Bees Besieged: A History of Beekeeping

Tunbridge Public Library 289 Vermont Route 110, Tunbridge, VT, United States

Bill Mares, writer, and a beekeeper for 45 years, will tell of the origins and evolution of beekeeping, sometimes referred to as “farming for intellectuals,” with a particular emphasis on his new book, with Ross Conrad, and others, “The Land of Milk and Honey, a History of Beekeeping in Vermont.”

Wolf Peaches, Poisoned Peas, and Madame Pompadour’s Underwear: The Surprising History of Common Garden Vegetables

Windsor Public Library 43 State St, Windsor, United States

Common garden vegetables have long and fascinating histories. Science and history writer Rebecca Rupp will discuss the stories behind many of our favorites, among them the much-maligned tomato and potato, the (mostly) popular pumpkin, and Vermont’s dynamic duo of kale and Gilfeather turnip. Find out why a lot of us don’t like beets, how a 17th-century pirate named the bell pepper, how carrots won the Trojan War, and how George Washington was nearly assassinated with a plate of poisoned peas.

Red Scare in the Green Mountains: Vermont in the McCarthy Era

Dorothy Alling Memorial Library 21 Library Ln, Williston, VT, United States

What happened in Vermont when the anti-Communist fear known as the “Red Scare” swept the country?
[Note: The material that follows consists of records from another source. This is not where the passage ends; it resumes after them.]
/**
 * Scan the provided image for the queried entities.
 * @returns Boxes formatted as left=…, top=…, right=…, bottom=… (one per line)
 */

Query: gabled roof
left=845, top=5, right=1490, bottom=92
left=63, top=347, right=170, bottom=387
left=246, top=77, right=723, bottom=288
Quite a bit, as it turns out. Rick Winston, author of the book "Red Scare in the Green Mountains: Vermont in the McCarthy Era," explores some forgotten history as we see how a small, rural “rock-ribbed Republican” state with a historically libertarian streak handled the hysteria of the time.

The Many Meanings of Maple

Milton Grange Hall 135 River St, Milton, VT, United States

This presentation examines the many meanings of maple sugaring. Maple is enormously important to Vermont’s economy, ecology, and heritage. Champlain College professor Michael Lange will discuss sugaring ethnographically, based on over five years of research among sugarmakers all over the state, to learn from them what sugaring really means to Vermont.

From Homebrew to the House of Fermentology

Castleton University, Jeffords Auditorium 233 South St, Castleton, Vermont, United States

Bill Mares began making his own beer 45 years ago, when home brewing was illegal and there were no microbreweries in America. In this presentation, he offers a short history of beer itself and discusses Vermont’s small but significant contribution to the American beer revolution.

Soup to Nuts: An Eccentric History of Food

Lanpher Memorial Library 141 Main Street, Hyde Park, VT, United States

The history of what and how we eat encompasses everything from the prehistoric mammoth luau to the medieval banquet to the modern three squares a day. Find out about the rocky evolution of table manners, the not-so-welcome invention of the fork, the awful advent of portable soup, and the surprising benefits of family dinners – plus some catchy info on seasonal foods.

Red Scare in the Green Mountains: Vermont in the McCarthy Era

St. Johnsbury Athenaeum 1171 Main St, St Johnsbury, VT, United States

What happened in Vermont when the anti-Communist fear known as the “Red Scare” swept the country? Quite a bit, as it turns out. Rick Winston, author of the book "Red Scare in the Green Mountains: Vermont in the McCarthy Era," explores some forgotten history as we see how a small, rural “rock-ribbed Republican” state with a historically libertarian streak handled the hysteria of the time.